If you decide you want to get crazy and put a race engine in there, I've got tons of info for you and I also have desktop dyno on the computer so we can go through combinations and cams to compare.
 
Thanks Will. I did manage to measure both cams, the one from the project engine is .441/.461, 214/223, give or take a bit. The Goodwrench measured at .379/.400, 193/200 as expected. The Weiand doesn't support the divorced choke from my q-jet, so the stock manifold will save some hassle there.
 
Also I just noticed that the rods aren't marked with the cylinder numbers. I think I can get a set of marking punches today, but is it safe to punch the rods while they are still in place, or do I pull the rods then punch them on the bench? The books I have don't say one way or the other. It seems like I should hammer on them while they are supported by the crank, but better to ask first.
 
Hand injuries are weird. I poked myself pretty good in the palm last summer trying to cut some drip line pipe. I got pressure on it right away and didn't lose much more than a tablespoon of blood, but I started feeling woosey in the car on he way to the ER. If I hadn't been sitting down I would probably have passed out. This was one of those, "Oh s***! I can see bone." kind of wounds. I don't usually run to the ER every time I cut myself.
 
Mark the rods while they are on the crank. Otherwise it's a real PITA to clamp them down tight enough to get the die to stamp deep enough.

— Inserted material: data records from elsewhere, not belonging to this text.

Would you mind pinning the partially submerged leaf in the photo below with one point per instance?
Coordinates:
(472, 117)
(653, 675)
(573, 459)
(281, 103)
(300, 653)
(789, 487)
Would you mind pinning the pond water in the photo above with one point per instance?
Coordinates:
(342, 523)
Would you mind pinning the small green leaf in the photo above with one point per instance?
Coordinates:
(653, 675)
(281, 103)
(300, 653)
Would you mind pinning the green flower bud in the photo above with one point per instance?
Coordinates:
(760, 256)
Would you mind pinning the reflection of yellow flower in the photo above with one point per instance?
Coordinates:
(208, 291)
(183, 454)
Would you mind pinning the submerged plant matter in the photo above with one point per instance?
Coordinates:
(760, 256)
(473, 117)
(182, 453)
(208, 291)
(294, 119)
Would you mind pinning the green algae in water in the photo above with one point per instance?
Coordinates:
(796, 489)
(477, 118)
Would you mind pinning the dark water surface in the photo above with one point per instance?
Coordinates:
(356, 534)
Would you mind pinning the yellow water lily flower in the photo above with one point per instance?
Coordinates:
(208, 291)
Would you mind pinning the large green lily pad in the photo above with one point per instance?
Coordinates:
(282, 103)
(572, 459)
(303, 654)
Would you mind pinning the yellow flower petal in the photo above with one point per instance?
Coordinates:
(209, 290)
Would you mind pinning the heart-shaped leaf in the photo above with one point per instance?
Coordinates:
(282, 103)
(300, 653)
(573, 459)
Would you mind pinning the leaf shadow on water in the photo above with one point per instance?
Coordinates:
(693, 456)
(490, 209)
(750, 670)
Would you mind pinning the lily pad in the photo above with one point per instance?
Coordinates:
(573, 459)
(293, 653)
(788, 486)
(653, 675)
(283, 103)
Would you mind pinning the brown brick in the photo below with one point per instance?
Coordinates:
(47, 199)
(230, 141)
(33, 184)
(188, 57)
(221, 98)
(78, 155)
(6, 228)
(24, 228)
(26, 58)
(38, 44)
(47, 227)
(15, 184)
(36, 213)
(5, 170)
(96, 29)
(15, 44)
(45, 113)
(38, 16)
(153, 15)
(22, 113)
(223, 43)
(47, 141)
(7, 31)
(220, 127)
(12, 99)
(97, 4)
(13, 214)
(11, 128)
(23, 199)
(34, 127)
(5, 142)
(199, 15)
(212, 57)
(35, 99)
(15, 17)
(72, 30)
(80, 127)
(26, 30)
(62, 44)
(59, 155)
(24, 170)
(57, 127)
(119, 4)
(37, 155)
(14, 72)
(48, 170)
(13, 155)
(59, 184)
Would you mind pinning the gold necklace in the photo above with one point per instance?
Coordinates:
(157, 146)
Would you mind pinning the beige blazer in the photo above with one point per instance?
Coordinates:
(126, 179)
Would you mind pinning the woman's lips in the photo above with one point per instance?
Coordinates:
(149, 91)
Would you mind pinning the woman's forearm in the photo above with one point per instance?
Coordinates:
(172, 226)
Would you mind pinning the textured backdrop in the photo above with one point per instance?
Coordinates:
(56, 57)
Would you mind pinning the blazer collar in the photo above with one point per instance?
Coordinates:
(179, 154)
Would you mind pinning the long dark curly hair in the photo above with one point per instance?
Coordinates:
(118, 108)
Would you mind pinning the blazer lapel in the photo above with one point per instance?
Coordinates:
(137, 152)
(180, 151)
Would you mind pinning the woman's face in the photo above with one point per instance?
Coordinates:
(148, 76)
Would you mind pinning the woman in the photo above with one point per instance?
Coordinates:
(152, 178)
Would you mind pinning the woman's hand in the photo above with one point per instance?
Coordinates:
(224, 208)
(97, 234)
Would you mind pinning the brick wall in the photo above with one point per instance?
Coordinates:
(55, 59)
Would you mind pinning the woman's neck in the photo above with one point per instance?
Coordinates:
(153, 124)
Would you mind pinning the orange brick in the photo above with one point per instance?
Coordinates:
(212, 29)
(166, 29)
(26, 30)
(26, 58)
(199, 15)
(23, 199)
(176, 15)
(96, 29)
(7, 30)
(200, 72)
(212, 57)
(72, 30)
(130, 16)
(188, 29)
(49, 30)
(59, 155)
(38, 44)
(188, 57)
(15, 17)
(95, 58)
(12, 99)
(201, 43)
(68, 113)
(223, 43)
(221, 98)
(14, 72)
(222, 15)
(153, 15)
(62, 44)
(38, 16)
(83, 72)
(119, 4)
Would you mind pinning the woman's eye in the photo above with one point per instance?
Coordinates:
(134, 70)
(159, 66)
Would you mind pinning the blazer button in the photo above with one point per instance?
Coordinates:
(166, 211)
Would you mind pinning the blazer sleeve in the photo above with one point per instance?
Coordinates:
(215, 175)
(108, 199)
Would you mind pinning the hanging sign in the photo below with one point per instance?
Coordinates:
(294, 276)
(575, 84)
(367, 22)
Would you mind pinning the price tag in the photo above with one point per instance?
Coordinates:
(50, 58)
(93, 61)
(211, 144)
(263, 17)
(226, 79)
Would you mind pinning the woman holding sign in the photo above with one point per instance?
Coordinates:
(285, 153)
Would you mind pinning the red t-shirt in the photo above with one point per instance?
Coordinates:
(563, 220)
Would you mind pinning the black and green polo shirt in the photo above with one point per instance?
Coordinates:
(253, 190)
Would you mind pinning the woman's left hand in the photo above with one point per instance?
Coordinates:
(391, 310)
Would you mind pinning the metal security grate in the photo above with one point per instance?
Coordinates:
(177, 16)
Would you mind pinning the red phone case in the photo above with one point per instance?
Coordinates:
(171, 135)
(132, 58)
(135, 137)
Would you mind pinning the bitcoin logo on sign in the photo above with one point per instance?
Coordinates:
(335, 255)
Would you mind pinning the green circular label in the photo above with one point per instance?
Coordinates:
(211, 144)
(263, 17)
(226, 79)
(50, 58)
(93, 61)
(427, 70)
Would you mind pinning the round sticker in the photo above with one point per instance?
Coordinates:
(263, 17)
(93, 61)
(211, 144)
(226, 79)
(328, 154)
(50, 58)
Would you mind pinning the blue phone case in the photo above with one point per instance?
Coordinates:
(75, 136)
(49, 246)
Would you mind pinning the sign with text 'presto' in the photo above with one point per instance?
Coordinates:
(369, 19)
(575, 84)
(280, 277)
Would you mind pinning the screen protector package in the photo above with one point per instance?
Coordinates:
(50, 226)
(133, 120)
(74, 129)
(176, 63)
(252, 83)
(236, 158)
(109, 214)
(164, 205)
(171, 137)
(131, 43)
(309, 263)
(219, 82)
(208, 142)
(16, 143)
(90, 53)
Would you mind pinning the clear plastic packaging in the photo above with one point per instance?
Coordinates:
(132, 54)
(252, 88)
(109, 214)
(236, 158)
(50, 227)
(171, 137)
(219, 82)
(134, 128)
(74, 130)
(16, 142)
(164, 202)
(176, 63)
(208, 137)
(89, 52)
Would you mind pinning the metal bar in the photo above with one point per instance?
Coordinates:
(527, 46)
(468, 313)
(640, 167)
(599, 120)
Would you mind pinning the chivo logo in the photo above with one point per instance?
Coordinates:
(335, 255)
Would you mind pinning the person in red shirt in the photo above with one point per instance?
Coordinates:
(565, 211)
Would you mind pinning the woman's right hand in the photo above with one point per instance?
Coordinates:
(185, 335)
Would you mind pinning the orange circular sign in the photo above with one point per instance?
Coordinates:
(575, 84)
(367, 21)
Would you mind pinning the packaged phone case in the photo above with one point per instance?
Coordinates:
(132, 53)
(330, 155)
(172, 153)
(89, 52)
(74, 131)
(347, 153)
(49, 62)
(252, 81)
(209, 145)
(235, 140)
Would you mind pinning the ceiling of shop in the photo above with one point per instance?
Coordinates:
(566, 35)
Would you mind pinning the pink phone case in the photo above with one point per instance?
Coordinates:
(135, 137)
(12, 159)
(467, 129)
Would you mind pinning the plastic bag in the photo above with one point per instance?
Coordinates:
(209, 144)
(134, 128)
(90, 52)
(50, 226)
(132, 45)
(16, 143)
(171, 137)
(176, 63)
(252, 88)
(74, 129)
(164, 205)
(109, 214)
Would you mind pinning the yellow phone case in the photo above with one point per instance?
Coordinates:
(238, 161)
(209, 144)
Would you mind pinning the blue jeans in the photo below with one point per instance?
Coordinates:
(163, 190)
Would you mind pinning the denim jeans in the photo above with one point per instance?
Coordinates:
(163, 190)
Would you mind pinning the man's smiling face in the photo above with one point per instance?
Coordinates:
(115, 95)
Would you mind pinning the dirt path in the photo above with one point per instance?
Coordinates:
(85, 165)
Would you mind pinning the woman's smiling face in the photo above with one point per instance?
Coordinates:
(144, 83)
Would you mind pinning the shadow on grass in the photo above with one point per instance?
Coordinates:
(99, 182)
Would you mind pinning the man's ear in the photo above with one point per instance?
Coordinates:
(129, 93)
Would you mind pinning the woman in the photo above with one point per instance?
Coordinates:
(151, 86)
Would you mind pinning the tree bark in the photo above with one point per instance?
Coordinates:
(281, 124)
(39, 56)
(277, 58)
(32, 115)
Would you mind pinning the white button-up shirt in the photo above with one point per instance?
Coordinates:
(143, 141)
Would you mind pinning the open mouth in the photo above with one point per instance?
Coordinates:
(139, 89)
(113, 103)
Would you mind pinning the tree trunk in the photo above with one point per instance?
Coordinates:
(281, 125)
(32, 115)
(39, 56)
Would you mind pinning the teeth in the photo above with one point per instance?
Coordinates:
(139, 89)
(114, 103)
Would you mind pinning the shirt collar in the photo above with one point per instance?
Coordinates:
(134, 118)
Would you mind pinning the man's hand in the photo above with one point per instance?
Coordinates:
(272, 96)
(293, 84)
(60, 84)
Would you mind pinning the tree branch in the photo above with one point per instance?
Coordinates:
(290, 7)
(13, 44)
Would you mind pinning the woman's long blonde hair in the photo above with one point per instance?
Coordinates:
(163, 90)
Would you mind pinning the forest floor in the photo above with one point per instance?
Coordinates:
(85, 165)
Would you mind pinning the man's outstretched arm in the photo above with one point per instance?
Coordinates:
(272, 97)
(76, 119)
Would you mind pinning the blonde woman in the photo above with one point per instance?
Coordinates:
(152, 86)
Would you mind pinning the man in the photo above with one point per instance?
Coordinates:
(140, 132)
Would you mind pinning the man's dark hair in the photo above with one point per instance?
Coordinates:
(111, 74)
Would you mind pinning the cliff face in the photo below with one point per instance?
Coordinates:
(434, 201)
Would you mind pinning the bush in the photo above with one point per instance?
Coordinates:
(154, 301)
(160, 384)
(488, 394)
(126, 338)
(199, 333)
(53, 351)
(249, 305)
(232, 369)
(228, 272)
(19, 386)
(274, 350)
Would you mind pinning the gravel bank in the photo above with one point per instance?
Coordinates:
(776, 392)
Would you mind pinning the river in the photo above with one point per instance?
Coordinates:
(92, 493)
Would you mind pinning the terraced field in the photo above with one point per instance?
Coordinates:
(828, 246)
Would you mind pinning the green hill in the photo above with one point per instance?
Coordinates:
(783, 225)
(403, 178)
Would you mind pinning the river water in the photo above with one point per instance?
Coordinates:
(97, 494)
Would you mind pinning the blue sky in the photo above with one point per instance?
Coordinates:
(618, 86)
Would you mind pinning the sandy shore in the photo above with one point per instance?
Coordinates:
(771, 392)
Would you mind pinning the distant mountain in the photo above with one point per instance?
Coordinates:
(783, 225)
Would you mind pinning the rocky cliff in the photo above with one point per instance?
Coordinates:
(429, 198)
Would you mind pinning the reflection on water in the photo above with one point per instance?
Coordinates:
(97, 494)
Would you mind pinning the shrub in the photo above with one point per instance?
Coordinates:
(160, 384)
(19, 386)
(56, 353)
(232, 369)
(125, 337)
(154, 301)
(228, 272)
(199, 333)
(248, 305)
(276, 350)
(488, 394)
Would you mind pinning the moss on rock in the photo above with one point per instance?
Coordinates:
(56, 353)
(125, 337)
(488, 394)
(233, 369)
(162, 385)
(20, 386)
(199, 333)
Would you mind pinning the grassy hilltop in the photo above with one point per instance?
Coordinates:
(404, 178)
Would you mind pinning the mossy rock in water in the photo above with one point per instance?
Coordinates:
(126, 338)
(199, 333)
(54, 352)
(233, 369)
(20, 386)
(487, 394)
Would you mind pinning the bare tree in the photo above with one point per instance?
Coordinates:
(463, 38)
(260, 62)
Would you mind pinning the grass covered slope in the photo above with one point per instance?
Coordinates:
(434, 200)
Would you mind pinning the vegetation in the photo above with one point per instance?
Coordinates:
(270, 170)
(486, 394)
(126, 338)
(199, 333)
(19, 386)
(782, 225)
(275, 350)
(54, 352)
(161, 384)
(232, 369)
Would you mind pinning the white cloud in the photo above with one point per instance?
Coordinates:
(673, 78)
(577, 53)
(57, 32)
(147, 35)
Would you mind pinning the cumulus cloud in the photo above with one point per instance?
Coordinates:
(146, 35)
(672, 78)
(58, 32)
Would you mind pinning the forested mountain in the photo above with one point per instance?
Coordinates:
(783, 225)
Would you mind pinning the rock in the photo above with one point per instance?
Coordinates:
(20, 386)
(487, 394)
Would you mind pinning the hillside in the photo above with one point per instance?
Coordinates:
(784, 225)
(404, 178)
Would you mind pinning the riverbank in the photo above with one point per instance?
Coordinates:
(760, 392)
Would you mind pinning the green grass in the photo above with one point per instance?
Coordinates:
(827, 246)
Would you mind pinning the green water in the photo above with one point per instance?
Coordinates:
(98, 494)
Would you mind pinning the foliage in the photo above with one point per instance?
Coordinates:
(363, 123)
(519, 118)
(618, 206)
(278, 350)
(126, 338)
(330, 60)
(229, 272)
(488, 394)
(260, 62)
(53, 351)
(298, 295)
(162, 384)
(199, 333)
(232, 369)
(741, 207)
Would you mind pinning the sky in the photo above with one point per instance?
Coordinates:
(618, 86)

A stock manifold will probably be borderline if that big cam measured that duration at .050 lift. I've got a cam here at the house I'd let go cheap if you are looking for a 1/2 way point between your two cams. I think it's a crane energizer and it has 210 deg duration at .050 and about .440 of lift.

The big thing is the powerband and compression you will be running, that cam will be pretty weak below 2500 rpm, even with the flat top pistons you have. If you stuff it in a motor with less than 9.0-1 compression it's going to be a disappointment unless you have deep gears and don't mind winding it up a little. I built a 400 small block and used a cam very similar and it was great, but we built a couple 350's with a cam a touch smaller and they hated life until they hit 2800-3K rpm, especially in a heavy truck. Smog could also be an issue with that big cam if you can't get the idle clean enough. If it lopes at all, it's a real bear to get the HC's low enough to pass the sniffer test. The cam you have, if it's as big as I think, is about the upper limit for smog.